Дамы и господа в одежде парижского покроя входили в беременный дом почти непрерывной чередой. Господин Слёйс, запоздало вошедший в роль радушного хозяина, каждые несколько секунд утирал взопревший лоб, словно боялся, что дополнительный вес стольких гостей, словно удар кувалдой, окончательно загонит здание в мокрый суглинок.
Элиза вошла внутрь, вытерпела, что господин Слёйс приложился к её руке, и огляделась, весело игнорируя ядовитые взгляды благочестивых голландских матрон и разряженных француженок. Она ясно увидела, что господин Слёйс прибег к помощи горных инженеров. Потолочные балки, хоть и спрятанные под гирляндами и фестонами барочной лепнины, были невероятно толсты, а поддерживающие их столбы, пусть рифлёные и с капителями на римский манер, – обхватом с грот-мачту. И всё же в очертаниях потолка мерещилась беременная округлость…
– Не говорите, что хотите купить свинец, – скажите, что желали бы облегчить его бремя… а ещё лучше, что хотели бы насильственно переложить его на плечи турок… или что-нибудь в таком роде, – рассеянно шепнула Элиза на ухо Монмуту, когда они заканчивали танцевать первую гальярду. Герцог повернулся с некоторой досадой, но все-таки зашагал к Слёйсу. Элиза на миг пожалела, что принизила его умственные способности или, во всяком случае, воспитание. Однако ей было не до чувств Монмута из-за внезапно накатившей тревоги. Дом, со всей своей лепниной и свечами, напомнил ей гарцские рудники доктора: дыру в земле, которой не дают рухнуть лишь постоянные ухищрения и подпорки.
Вес свинца передавался доскам пола, от них – балкам, от балок – поперечинам, от поперечин – столбам, а от столбов – бревенчатым сваям, держащимся за счёт сцепления с суглинком, в который они вбиты. Итог бухгалтерии таков: если сцепление достаточно прочно, то, что над ним, – здание; если нет – медленный оползень.
– Удивительно, мадемуазель: студёные ветра Гааги лишь добавляли вам румянца, а здесь, в тёплом помещении, вы вся в мурашках и обнимаете себя за плечи…

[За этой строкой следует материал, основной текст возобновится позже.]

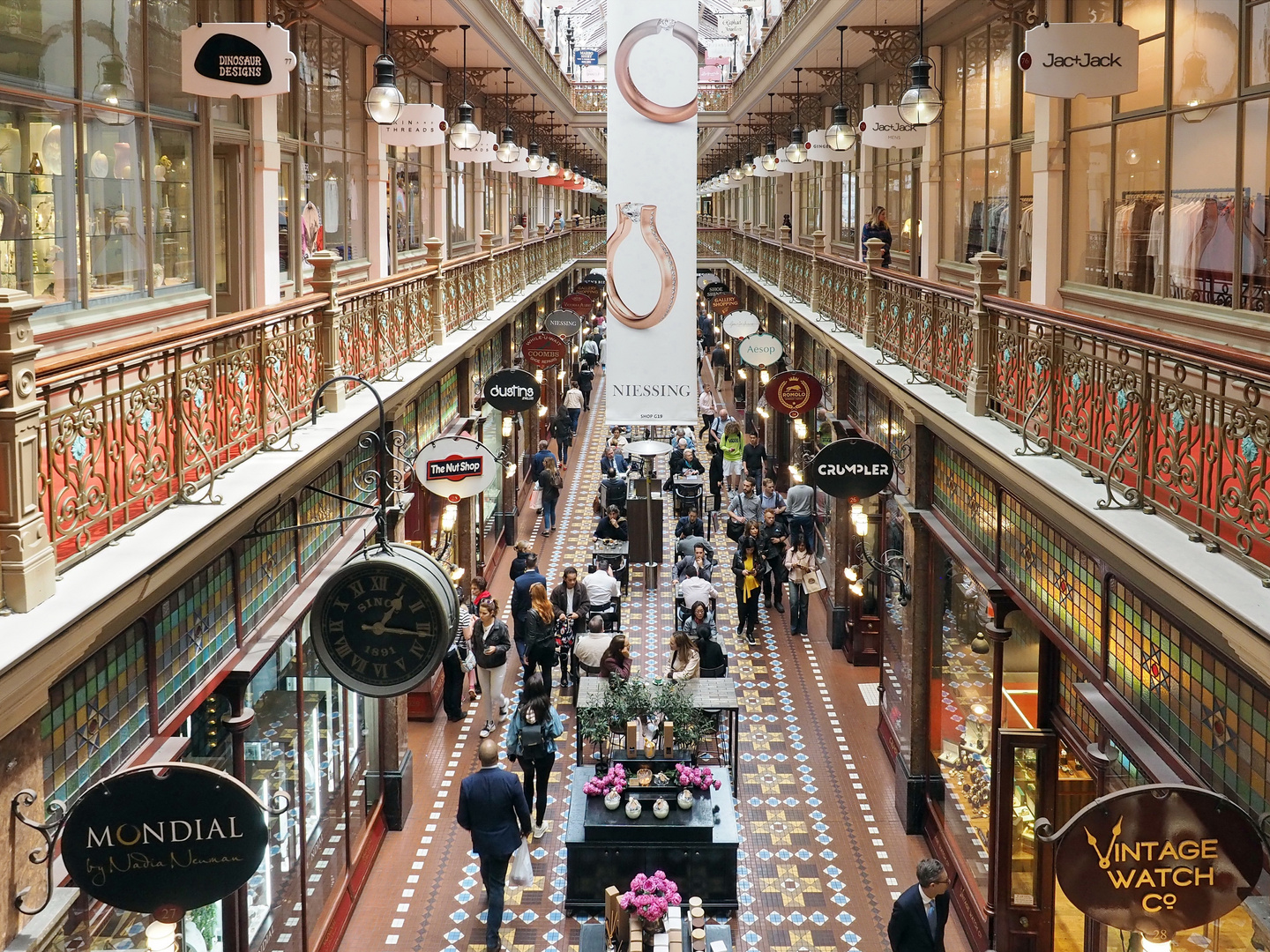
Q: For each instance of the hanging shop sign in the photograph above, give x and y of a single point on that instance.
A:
(1065, 60)
(882, 127)
(793, 392)
(578, 302)
(852, 469)
(741, 324)
(512, 391)
(563, 324)
(247, 60)
(1157, 859)
(383, 623)
(164, 838)
(418, 124)
(544, 349)
(455, 467)
(761, 349)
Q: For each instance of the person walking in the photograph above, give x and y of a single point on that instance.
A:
(920, 914)
(877, 227)
(492, 807)
(531, 739)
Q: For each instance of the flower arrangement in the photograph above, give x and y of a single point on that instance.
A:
(698, 777)
(612, 781)
(651, 896)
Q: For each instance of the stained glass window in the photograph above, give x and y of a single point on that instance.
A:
(97, 716)
(267, 568)
(967, 496)
(1204, 709)
(1057, 577)
(193, 634)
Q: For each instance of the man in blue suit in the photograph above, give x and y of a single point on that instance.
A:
(921, 911)
(492, 807)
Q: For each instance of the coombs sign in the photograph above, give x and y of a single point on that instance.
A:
(852, 469)
(1157, 859)
(164, 843)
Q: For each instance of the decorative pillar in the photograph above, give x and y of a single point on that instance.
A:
(987, 280)
(28, 562)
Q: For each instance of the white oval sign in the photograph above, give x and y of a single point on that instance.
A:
(761, 349)
(741, 324)
(455, 467)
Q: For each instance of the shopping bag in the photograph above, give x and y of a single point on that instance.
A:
(522, 867)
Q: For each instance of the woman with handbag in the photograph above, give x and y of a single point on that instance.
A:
(800, 564)
(490, 643)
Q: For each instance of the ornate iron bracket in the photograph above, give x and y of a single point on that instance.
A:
(43, 854)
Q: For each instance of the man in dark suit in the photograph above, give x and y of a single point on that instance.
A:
(492, 807)
(921, 911)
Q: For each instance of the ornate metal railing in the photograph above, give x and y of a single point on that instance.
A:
(127, 432)
(1163, 424)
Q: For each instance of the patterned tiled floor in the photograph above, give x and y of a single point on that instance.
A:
(822, 853)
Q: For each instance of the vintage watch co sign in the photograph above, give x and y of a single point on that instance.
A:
(383, 623)
(164, 843)
(512, 391)
(1065, 60)
(455, 467)
(1157, 859)
(852, 469)
(247, 60)
(794, 392)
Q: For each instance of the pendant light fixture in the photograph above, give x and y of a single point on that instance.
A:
(796, 150)
(465, 133)
(534, 158)
(384, 100)
(921, 103)
(841, 136)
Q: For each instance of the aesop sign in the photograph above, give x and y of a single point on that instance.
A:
(1157, 859)
(163, 844)
(852, 469)
(512, 391)
(245, 60)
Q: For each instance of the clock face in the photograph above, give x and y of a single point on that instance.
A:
(378, 628)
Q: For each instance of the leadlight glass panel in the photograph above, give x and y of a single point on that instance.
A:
(1058, 579)
(97, 715)
(967, 496)
(193, 632)
(267, 568)
(1203, 709)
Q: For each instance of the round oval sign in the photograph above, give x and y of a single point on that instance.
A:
(544, 349)
(741, 324)
(852, 469)
(512, 390)
(794, 392)
(563, 324)
(164, 844)
(759, 349)
(455, 467)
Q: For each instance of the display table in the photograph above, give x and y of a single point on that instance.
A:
(696, 848)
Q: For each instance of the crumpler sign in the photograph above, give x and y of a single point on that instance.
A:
(383, 623)
(512, 391)
(852, 469)
(1065, 60)
(164, 844)
(1157, 859)
(759, 349)
(544, 349)
(455, 467)
(563, 324)
(794, 392)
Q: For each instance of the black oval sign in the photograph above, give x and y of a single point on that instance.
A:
(164, 844)
(512, 391)
(231, 58)
(852, 469)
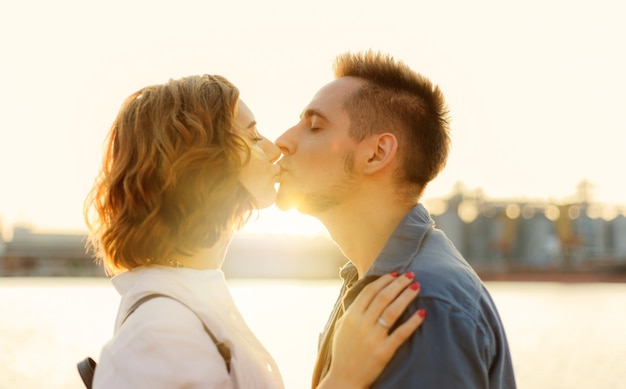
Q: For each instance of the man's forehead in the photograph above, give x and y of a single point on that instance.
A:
(331, 96)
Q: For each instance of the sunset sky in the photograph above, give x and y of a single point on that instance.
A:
(536, 88)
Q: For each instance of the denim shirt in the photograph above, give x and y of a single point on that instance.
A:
(462, 343)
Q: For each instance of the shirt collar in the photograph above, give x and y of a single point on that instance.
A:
(397, 254)
(404, 242)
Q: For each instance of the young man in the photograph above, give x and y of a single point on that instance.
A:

– Зябкие мысли, мсье д'Аво.
– Немудрено – ваш кавалер отбывает в Венгрию. Вам нужны новые друзья – быть может, из тех, кто живёт в более теплом климате?
Нет. Безумие. Я принадлежу Амстердаму. Это признал даже Джек, который меня любит.
Из угла, полускрытого коловращением людей и табачного дыма, донёсся громогласный хохот господина Слёйса. Элиза взглянула туда и увидела, как Монмут обхаживает хозяина – возможно, произносит те самые слова, которые подсказала она. Слёйс слушал, шалый от радости, что сбудет с рук ненавистное бремя, и страха, что сделка почему-нибудь сорвётся. Тем временем рынок бурлил: Аарон де ла Вега играл на понижение. В итоге Монмут вторгнется в Англию. Сегодня всё стронулось. Не время застывать на месте.
У одного из танцующих на шляпе было страусовое перо, и Элизе вспомнился Джек. Когда они ехали через Германию, при ней были только её перья, его сабля и их общая смекалка, и все-таки она чувствовала себя куда безопаснее, чем теперь. Что надо, чтобы вновь почувствовать себя в безопасности?